Henry continues to rattle off information.
The sound of flipping pages and furious scribbling can be heard as plain as day through his over-amped, office speakerphone.
The mention of Katrina’s full name ignites familiar sparks, but before I can delve any deeper into the spark, Hank bellows over the line, cutting my thoughts.
“Hold tight. I’ve got more on Sears,” he exclaims.
“I know you knew that Sears maintained a residence in Tampa until very recently… like, last month recently—hence, the stay at the Hilton.
“He lost his waterside Tampa apartment— failure to pay rent. He appears to still be working at his father Martin Sears’s magazine, TravelTalk, but from what I’ve gathered, TravelTalk is filing a Chapter 7 bankruptcy…”
Bankruptcy?
“And Martin Sears went on a recent hiatus…” Hank continues.
“Rumor is… he’s been committed—unwillingly checked into a mental asylum for a breakdown he suffered in the wake of widespread whispers that his company was going under.
/> “The Sears’ stand to lose everything.
“And Chris…”
Henry appears to rifle through more pages.
“Well, I did what you told me to, but there hasn’t been much to report on him these past few days. He seems to have just fallen off the map.”
I tighten a hand on the steering wheel.
“Thanks, but no further investigation is necessary at this point, Hank.

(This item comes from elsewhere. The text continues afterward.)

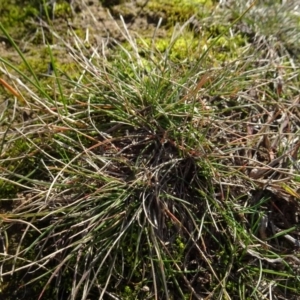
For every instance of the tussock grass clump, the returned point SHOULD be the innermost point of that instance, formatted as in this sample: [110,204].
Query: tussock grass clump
[146,179]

“I think I’ve got all the information I’m going to fucking need.”
***
ELENA
Nine o’clock PM.
And not a minute left to spare.
With the tension between Lukas and I thick enough to cut and the fear between us setting in even thicker, we reach my studio on Weeks Street with the smell of rain in the air and the stench of anxiety choking the life out of us.
With the humid sky dark and the studio doorway even darker, I retrieve the studio key from the lock box using my realtor Kathy’s code, and I place the key in the lock, turning it to step into a surprisingly blackened room.
Where’s the light? Where’s the light switch?
I reach for it, using my outstretched hands to guide me. I find the switch, swiping a hand upwards against the wall to turn the light on.
Nothing.
The overhead lights do not kick in, and Lukas and I wander around aimlessly, searching for another means to illuminate the place.
I hear a creak underfoot, and suddenly the tightened studio space around us lights up.
I look up and into a soft amber glow coming from the corner of the room.
Oh my God…
I see the gun before I see the person behind it.
The phone in my hand drops before I can scream, and the crash that it makes against the floor is loud enough to almost make me shit my pants.
Instead, I squeeze my eyes, preparing for the sound of the gunshot—the last sound I’ll probably ever hear…
One second…
One and a half…
Two.
The seconds stretch, the moments flex and time is bent into a circle—a fluid loop that spins round and round into infinity, making the marking of the minutes impossible.
I don’t know how long I stand there with my eyes tightly pressed into slits.